I think that a lot of this can be attributed to the basic building blocks and structure of the Korean corporate culture. The country is basically made up of 15 massive corporations that were the product of “The Hero of Korea”, Park, Chung-hee’s rule up until the late 1980s. Please understand that this is just me retelling the info as it was told to me over a bottle of soju and a couple cans of Cass beer. As I’m piecing the history of Korea together, I’ve notice that this guy’s reign coincides with the industrial revolution and the infancy of some of Korea’s biggest conglomerates. If this is true, he could have had a great deal to do with the creation of giants like Samsung and Hyundai. He could have fostered the very companies that are now threatening to take over not only Korea’s large business sector like real estate development and information technologies, but small and medium size ones as well. That’s right, Samsung owns a bakery in Seoul. With all of the resources backing this little bakery, there is little chance for any mom and pop shop to thrive nor survive in this kind of climate. Because of this fact, the 15 biggest companies in Korea have been “banned” from entering the small and medium-size business markets.

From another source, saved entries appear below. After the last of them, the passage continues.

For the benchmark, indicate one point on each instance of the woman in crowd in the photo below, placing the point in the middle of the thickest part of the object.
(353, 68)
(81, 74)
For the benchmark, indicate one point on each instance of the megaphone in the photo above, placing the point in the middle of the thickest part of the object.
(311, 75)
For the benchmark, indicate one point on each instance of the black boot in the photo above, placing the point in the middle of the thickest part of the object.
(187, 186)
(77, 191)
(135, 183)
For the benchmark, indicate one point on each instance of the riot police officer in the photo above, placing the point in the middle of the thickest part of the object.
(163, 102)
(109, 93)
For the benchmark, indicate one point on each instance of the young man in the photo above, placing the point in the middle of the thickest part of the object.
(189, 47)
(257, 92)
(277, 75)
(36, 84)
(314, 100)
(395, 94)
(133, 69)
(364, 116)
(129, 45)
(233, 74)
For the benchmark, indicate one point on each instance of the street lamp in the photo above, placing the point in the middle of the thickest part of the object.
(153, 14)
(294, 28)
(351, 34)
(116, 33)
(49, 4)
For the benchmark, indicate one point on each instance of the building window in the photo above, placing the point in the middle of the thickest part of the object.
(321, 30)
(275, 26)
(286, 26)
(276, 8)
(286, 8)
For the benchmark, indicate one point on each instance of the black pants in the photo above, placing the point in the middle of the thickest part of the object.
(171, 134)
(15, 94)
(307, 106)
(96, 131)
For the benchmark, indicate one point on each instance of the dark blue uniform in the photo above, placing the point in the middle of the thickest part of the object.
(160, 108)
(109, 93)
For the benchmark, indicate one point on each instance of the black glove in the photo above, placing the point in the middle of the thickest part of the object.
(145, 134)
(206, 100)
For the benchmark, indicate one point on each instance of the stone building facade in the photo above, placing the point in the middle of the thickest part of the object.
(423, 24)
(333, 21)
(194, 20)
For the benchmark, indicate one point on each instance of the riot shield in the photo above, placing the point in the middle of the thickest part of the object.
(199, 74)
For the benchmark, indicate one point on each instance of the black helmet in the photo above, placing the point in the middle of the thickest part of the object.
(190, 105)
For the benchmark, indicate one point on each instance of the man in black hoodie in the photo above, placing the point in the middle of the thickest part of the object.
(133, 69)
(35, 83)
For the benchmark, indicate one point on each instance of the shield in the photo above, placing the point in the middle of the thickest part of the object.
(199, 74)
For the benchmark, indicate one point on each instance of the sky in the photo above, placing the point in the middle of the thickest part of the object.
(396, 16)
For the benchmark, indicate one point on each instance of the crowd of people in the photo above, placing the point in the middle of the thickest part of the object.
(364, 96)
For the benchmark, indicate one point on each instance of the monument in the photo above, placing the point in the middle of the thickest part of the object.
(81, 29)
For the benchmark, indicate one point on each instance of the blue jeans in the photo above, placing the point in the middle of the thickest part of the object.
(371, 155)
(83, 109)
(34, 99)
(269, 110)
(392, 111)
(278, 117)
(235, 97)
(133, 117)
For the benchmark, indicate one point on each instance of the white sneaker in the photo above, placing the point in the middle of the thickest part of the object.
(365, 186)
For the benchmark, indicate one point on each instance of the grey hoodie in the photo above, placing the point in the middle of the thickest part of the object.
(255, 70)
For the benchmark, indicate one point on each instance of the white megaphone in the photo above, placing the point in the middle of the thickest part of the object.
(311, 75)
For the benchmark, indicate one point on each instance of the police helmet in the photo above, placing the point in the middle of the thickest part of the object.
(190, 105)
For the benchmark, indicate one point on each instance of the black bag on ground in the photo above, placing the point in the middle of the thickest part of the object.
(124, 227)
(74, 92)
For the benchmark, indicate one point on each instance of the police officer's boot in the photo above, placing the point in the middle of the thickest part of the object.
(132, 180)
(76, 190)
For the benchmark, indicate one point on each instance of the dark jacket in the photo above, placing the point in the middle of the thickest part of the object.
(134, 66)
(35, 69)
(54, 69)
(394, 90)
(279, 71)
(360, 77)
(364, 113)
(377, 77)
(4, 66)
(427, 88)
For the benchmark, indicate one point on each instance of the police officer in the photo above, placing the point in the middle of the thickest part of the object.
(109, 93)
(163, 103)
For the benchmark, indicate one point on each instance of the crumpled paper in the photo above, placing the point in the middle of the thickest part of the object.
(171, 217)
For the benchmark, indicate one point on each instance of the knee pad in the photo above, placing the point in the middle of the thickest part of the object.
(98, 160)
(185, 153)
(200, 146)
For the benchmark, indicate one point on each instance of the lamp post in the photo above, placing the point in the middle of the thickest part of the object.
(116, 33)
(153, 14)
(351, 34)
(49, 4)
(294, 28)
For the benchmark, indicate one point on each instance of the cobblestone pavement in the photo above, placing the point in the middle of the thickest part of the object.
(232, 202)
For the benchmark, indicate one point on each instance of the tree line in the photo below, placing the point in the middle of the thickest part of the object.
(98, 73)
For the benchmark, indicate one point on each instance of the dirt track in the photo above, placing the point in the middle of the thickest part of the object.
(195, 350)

While the size and scope of these giants is staggering and a little unnerving, it also means great things for sustainability in the country. If, like in the U.S., you have to convince hundreds of large, primarily Republican run, corporations that they should become more environmentally friendly, it would be safe to say you’ve got a pretty big task a head of you. On the other hand, if you have only 15 major companies that are all family owned in a country where the environment is not a politicized or polarizing issue, that makes your job a lot easier. Korea is just such a place. A staunchly patriarchal society, Korean companies make no qualms about using nepotism as a business strategy. Most, if not all, of the biggest 15 companies in Korea are family owned and operated; Samsung, Hyundai, LG and Lotte included. And all of those companies are competing with each other to be the first to patent, produce or market the next green technology. With this type of competition, coupled with policies mandating change, it’s no wonder there are mindboggling advancements in sustainable tech.
The corporate climate isn’t the only thing propelling Korea forward in their quest for sustainability. The culture of the Korean people is also a really big influence on their built environment. Namely, Korea puts much more emphasis on things that, in the U.S., typically take a back seat to return on investment or payback period. Things like human health and a connection to the natural environment are understood as intrinsically valuable and are more or less a given on major building projects. Companies like POSCO Steel are more than happy to brag about the $2 million they spend each year on landscaping at one of their facilities and at SK Chemical’s headquarters, a 4-5 story mural of a forest lines the walls of the loby partially obscured only by a waterfall meant to cool the space and help recirculate air. Many of the places we visited boasted rooftop gardens all of which were accessible by employees. The issue we have here with our rooftop gardens is that, while they are great at promoting biodiversity and insulating from heat loss, they are often off limits for building occupants unless they are on a tour.
As a related side note: I’ve been on just about all of the rooftop gardens in Pittsburgh and at every one, I’ve heard the tour guide say something about their fear of letting building occupants in to the garden because they will likely not treat the space well and do things like walk on plants or leave cigarette butts laying around. From what I saw in South Korea, that would never be a problem and I think that is also a testament to their connection with nature, even in the built environment.
So all in all the relationship that South Korea has with their buildings, infrastructure, and environment seems to be quite a bit different than what we experience here in the States. A general agreement on climate change, a corporate landscape that fosters green R&D, and a culture that sees the aesthetic and intrinsic value of nature have all lead to a country that is now at the forefront of sustainability in the built environment.